Starting January 1, 2021, Californian have more rights when it comes to student loan collection and repayment. the Student Borrower Bill of Rights (SBBOR). This is one of the most expansive modifications to California consumer’s rights in a long time. You can check out the original bill at California Civil Code §1788.100
Who in California does this law apply to?
This act applies to both borrowers and co-borrowers. There are additional protections for borrowers with disabilities, those that serve in the military, those that are above the age of 55, and public service workers (teachers, fireman, law enforcement, health professional plus many more). It regulates student loan servicers. They are entities that receive your payments and apply them to your account on student loans. The SBBOR also applies to the refinance of student loans.
Servicers can not mislead you
Servicers are generally prohibited from abusive acts or practices. They can not interfere with a borrower’s ability to understand the terms and conditions of a loan. Servicers cannot defraud or mislead a borrower or misapply payments. Servicers cannot mislead borrowers that are in the military, public service employees, older borrowers or those with disabilities about any available programs or protections.
Student loan servicers must be timely
Servicers are now required by law to post and process student loan payments in a timely manner. This requires that the servicers payment processing policies shall be disclosed and readily accessible. They must ask the borrower how to apply an overpayment. Absent contradictory instructions, servicers now have an obligation to apply payments in the best financial interest of a student loan borrower. This would require applying payments to the loan with the highest interest rate on the borrower’s account.
There now exists a requirement for student loan servicers to timely process its paperwork. . This will be very helpful for borrowers who are seeking repayment assistance.
Oral Request & Qualified Written Request
Student loan servicers now have to respond to disputes and other requests for information from borrowers either orally or in writing. The SBBOR defines a qualified request as a request made over the phone that is specific in nature as to the payment, credit reporting, or other problem with the student loan. A qualified written request or QWR is the same request made in writing via US Mail Certified Mail – Return Receipt Requested or including email describing an error or trying to obtain payment history.
A student loan servicer must respond to a QWR within 30 business days. They must provide documents related to your dispute or questions. They will need to also clearly explain the actions they are taking to either correct, modify, or otherwise substantiate their position. Student loan servicers must maintain policies and procedures to escalate disputes by borrowers when a borrower disagrees with the resolution.

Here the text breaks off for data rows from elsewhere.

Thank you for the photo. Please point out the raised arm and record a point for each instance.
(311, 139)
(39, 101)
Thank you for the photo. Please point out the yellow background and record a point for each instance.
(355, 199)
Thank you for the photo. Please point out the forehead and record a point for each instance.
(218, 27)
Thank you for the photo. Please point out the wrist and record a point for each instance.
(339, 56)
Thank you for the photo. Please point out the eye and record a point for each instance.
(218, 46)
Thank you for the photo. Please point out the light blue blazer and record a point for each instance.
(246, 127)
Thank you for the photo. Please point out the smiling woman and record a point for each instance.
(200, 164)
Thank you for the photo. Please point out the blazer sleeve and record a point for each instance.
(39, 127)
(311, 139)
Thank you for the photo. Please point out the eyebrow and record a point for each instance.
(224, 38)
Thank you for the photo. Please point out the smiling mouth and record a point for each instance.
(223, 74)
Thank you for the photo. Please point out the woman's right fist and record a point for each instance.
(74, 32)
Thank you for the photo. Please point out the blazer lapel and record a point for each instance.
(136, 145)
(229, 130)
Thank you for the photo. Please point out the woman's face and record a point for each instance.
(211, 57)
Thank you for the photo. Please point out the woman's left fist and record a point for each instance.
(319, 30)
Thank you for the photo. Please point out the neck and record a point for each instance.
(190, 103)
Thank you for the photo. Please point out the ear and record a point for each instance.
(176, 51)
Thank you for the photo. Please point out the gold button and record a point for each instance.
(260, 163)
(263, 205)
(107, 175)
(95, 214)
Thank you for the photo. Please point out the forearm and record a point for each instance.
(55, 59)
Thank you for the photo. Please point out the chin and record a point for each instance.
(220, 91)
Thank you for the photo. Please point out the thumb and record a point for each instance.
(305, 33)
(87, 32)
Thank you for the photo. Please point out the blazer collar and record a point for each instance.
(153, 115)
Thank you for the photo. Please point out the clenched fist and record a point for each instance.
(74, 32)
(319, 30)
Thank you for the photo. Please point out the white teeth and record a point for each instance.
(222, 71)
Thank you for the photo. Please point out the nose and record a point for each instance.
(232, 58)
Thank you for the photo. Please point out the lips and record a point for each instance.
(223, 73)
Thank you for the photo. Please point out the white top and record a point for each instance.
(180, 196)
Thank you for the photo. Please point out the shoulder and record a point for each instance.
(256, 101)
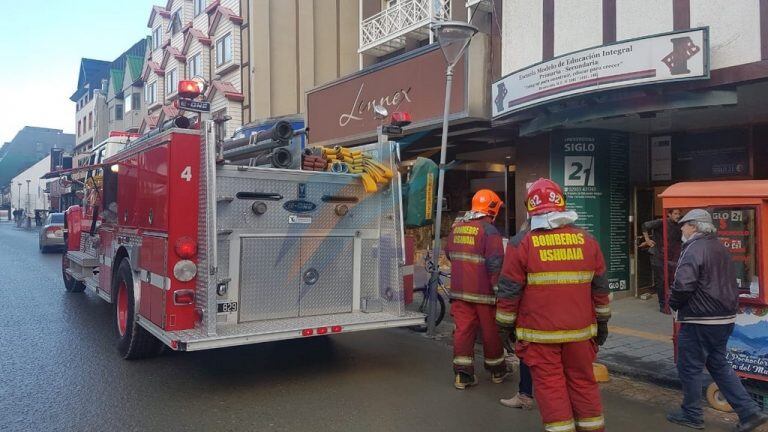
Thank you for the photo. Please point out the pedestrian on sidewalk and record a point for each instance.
(553, 292)
(653, 233)
(704, 297)
(523, 399)
(476, 253)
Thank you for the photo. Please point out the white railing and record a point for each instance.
(402, 18)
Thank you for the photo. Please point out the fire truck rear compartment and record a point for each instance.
(293, 261)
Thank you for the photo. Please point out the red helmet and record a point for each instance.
(487, 202)
(544, 196)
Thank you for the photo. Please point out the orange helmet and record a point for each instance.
(544, 196)
(486, 202)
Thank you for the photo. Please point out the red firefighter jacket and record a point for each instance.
(476, 253)
(553, 286)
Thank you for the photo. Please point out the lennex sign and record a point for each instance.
(675, 56)
(342, 111)
(363, 108)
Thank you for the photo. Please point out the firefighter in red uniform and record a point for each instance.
(553, 292)
(476, 254)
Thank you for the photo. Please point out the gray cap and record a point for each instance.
(696, 215)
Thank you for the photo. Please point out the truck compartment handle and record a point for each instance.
(270, 196)
(339, 198)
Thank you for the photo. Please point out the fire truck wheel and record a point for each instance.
(716, 399)
(70, 284)
(134, 342)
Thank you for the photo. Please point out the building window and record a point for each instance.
(175, 25)
(194, 66)
(150, 93)
(199, 7)
(172, 80)
(132, 102)
(220, 127)
(224, 49)
(157, 37)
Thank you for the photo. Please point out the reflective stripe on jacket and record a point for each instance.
(553, 286)
(476, 253)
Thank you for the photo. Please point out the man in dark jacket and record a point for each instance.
(653, 234)
(704, 297)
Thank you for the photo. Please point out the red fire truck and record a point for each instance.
(196, 252)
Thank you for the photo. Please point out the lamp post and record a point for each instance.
(453, 37)
(28, 201)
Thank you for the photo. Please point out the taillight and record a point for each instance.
(183, 297)
(186, 248)
(184, 271)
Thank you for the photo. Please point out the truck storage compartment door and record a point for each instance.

Transfers of Student Loans
If a student loan is transferred the servicer must notify the borrower of the new servicer 15 days before the borrower is required to send in a payment. .
California also has the Educational Debt Collection Practices Act (“EDCPA”) which prohibits schools from withholding transcripts for a current or former student on the grounds that the student owes a debt. (Civ. Code §1788.90 et seq.).
Enforcement of the SBBOR
California consumers can sue their student loan servicer for violation their rights. They can recover actual damages which shall be no less than $500 per Plaintiff, per violation (not per case), punitive damages, and attorney’s fees. If the violation substantially interfered with a borrower’s right to an alternative payment arrangement or another financial benefit then the court shall award treble actual damages of no less than $1500 per Plaintiff, per violation.
Prior to filing an action under the SBBOR a consumer must provide written notice to the servicer 45 days prior to filing the action. This notice must be sent via certified or registered mail, return receipt requested to the address on file with the Department of Financial Protection and Innovation or to their principal place of business in California.